Ode’s light fingers, deceptively casual, trailed along Jooyeon’s jaw before pushing a stray strand of hair behind his ear. He leaned back just enough to look at Jooyeon, eyes dark, lips parted.
“You’re big enough,” he murmured, gaze flicking down, the implication obvious. “Kinda impressive, actually. Guess it fits, though.”
Jooyeon clenched his jaw. He didn’t know what he hated more: how easily Ode played him, or how badly he wanted to play along.
Instead, he exhaled through his nose, fingers slipping from Ode’s skin. His hands dropped to his sides as he leaned back against the couch as far as it would allow.
“I’ll leave you a nice tip,” he said evenly. “Just for the company.”
Ode smirked, tilting his head, eyes glinting.
“You know,” he drawled, “rich but generous clients turn me on so much.”
His words were light, teasing, but what was behind them? Was he testing? Searching? Letting know something just shy of the truth? Jooyeon couldn’t tell.
“If you change your mind,” Ode whispered, soft but sure, “I’m always available.”
He lingered a moment longer, watching Jooyeon. Then, with a slow stretch, he slid off his lap, heat disappearing, weight lifting, leaving him cold and unsteady.
— 🦇 —
Gunil studied him with lazy indifference, but Jooyeon knew better that it was a deception. That look, the way he leaned back ever so slightly as if granting Jooyeon room to push further until he burned himself out, was a test, a trial he had to pass if he wanted to get what he came for.
“Necessity,” Gunil echoed, drawing out the word until it curled into something mocking. “And what necessity, pray, might that be? You scarcely comprehend it yourself. Or have you, perchance, succumbed to the boy’s allure?”
“That’s not the point!” Jooyeon snapped, barely keeping himself from outright shouting. That was so stupid, childish, and reckless to be so desperate to prove something to those who had already made up their minds, but he couldn’t help it. “He’s not like the others. He hasn’t rotted in that damned place yet. And I won’t let him.”
Jiseok laughed.
Jungsu sighed.
Hyeongjun kept sketching, only a slight raise of his brow betraying any reaction.
Gunil watched Jooyeon as if what stood before him wasn’t just a heated outburst but something that might actually be worth his attention.
“So be it,” he said, his voice level, yet no less weighty.
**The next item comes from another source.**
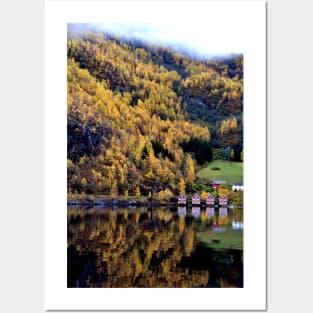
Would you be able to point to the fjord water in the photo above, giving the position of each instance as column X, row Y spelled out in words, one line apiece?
column 155, row 247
Jooyeon felt something inside him tighten, stretch taut, and tremble like a string on the verge of snapping. “You shall present him to me.”
He said it like he was agreeing to examine a rare bottle of wine or an exotic animal, for amusement only. He gave no promises, no guarantees. All Jooyeon could pull out of him was just a possibility, making him want to grab those words and shake more out of them, even though he knew that it would be useless.
“Tomorrow, we go to Moonlight,” he bit out.
“Très bien,” Gunil said, and as if that alone was enough, he reopened his book, cutting off the conversation with an effortless flick of his wrist.
Jooyeon’s eye twitched.
As if the pretentious ass couldn’t just say ‘okay’ in Korean like a normal person. As if his own goddamn language, already stiff and archaic in Gunil’s mouth, all measured syllables, and lofty phrasing, wasn’t enough. No, of course not. He had to sprinkle in French like they weren’t standing in a dimly lit room in Seoul, like this was some refined salon debate from not just the last century, but the one before that, one Jooyeon hadn’t even been around for. Ugh.
Jooyeon exhaled slowly through his nose, willing the tension in his shoulders to ease.
Gunil had already dismissed him, turned the page both literally and figuratively.
Something inside Jooyeon raced forward, tearing, trembling, and maybe it was a premonition.